Speaking of new favorite things, I've also foolishly dipped my toe into Warframe, and I find that I'm enjoying that game in a rather unnatural fashion as well. Inspired by Nathon Grayson's recent Kotaku article "Oh No, I'm Hooked on Warframe Now", I figured that maybe the weird, sprawling shooter might stick with me a little better than Destiny or Anthem. And you know what? I was right! Warframe is crazy, and awesome. I have a space ninja who runs around one-shotting dudes with a crossbow, and melee-ing baddies in the face with an electric sword. It's so cool, I can't get over it. If you haven't tried Warframe, you totally should. It's free, and it's available on every modern console. What do you have to lose?
I sound grumpy about this but I'm not. I'm just "engaging the text," as we used to say in freshman literature classes. But here I am trying to engage the text in Pillars of Eternity, yet another in an endless parade of award-winning role-playing games from Obsidian Entertainment. Hurdle #1, isometric camera angles, by their very nature, leave me too far removed from being in my character's shoes—the antithesis of role-playing for me. Hurdle #2, regarding that same angle, the entire game world is reduced to maybe a 25-yard radius, the antithesis of open-world gaming, which I'm quite fond of. Hurdle #3, it's tedious pecking away at numbered dialogue trees that amount to nothing more than NPCs spouting out snippets of glossary pages. (1. Tell me more about that. 2. Tell me more about that. 3. Can we circle back around so you can tell me more about that?) For someone raised on "Show, Don't Tell," this is all Tell.
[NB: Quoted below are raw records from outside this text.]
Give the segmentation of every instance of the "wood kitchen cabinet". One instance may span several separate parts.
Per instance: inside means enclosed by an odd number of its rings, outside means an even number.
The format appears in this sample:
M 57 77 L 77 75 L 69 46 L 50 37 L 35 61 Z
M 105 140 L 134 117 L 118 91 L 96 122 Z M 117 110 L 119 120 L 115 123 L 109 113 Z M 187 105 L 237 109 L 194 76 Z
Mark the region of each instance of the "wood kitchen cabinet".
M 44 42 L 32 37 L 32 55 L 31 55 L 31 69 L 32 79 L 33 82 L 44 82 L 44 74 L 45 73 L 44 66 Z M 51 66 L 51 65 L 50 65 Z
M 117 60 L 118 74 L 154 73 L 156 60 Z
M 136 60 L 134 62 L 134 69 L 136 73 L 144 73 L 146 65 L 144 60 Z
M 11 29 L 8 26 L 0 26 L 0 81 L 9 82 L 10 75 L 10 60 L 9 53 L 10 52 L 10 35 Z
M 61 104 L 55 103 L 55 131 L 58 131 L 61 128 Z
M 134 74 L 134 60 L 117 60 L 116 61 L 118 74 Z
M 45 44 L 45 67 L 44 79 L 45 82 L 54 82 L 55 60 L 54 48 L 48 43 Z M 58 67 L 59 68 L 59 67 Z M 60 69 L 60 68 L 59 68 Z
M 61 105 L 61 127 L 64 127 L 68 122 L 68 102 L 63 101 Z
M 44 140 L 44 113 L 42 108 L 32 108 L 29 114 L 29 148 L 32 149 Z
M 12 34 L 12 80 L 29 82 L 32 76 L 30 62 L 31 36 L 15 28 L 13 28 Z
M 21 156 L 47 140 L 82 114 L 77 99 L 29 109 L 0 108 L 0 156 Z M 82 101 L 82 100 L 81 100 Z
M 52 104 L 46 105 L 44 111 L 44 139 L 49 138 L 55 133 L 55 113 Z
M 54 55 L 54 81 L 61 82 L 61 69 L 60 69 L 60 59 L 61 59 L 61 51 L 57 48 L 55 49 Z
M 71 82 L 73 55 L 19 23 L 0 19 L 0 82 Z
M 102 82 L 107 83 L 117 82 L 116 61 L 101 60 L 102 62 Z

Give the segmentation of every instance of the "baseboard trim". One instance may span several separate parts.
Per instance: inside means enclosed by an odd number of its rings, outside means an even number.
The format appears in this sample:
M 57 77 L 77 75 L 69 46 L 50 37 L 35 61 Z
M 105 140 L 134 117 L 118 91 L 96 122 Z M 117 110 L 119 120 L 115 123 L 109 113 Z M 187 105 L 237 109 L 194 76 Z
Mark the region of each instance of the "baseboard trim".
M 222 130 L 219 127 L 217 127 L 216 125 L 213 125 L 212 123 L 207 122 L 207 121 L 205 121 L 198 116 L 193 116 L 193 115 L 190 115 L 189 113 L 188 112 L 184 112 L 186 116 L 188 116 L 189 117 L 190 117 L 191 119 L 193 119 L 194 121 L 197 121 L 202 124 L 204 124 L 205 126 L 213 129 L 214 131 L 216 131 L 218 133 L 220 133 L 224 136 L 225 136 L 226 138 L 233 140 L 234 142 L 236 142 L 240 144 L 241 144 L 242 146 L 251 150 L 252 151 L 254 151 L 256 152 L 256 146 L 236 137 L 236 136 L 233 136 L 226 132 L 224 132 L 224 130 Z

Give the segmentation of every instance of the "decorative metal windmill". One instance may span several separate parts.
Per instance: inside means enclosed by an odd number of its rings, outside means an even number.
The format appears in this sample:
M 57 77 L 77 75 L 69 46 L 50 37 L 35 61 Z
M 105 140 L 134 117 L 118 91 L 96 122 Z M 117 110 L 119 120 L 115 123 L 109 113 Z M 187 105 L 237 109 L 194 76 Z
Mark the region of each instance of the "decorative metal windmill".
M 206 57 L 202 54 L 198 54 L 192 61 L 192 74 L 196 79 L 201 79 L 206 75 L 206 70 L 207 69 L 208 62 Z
Is this Pillars of Eternity's entire M.O.? I doubt it. Yet those hurdles still exist for me, more than two decades later. I'm a little more bound and determined to hurdle them right now, however, considering Obsidian announced its next RPG, Avowed, is first-person (Hurdle #1 down!), is an open world bigger and denser than Skyrim (Hurdle #2 down!), and, at least so far, there's nary a wall of glossary-entries-dressed-as-dialogue to be seen (Hurdle #3 unconfirmed). So, good luck, Obsidian. If Bethesda ain't gonna Bethesda, then maybe Obsidian will.
John Yan
Someone posted instructions on how to get X-Wing Alliance working in VR so I'm going to spend my weekend flying around in an X-Wing or Tie Fighter virtually. While Squadrons has me hyped for some Star Wars ship combat, I can look to see if this will keep me satisfied until then. Not like X-Wing Alliance was a bad game, it was quite good. If VR is half as good as the videos I've seen of it in action, it's going to be damn fun.
I'll probably also hit up an in game night or two of 7 Days to Die. The stable release for the latest alpha should be hitting soon and I'm checking things out to see how different it is from the previous version. There are some biomes that will absolutely murder you now that didn't before. (I'm looking at you snow biome!) But so far I'm digging what I'm seeing in the latest alpha.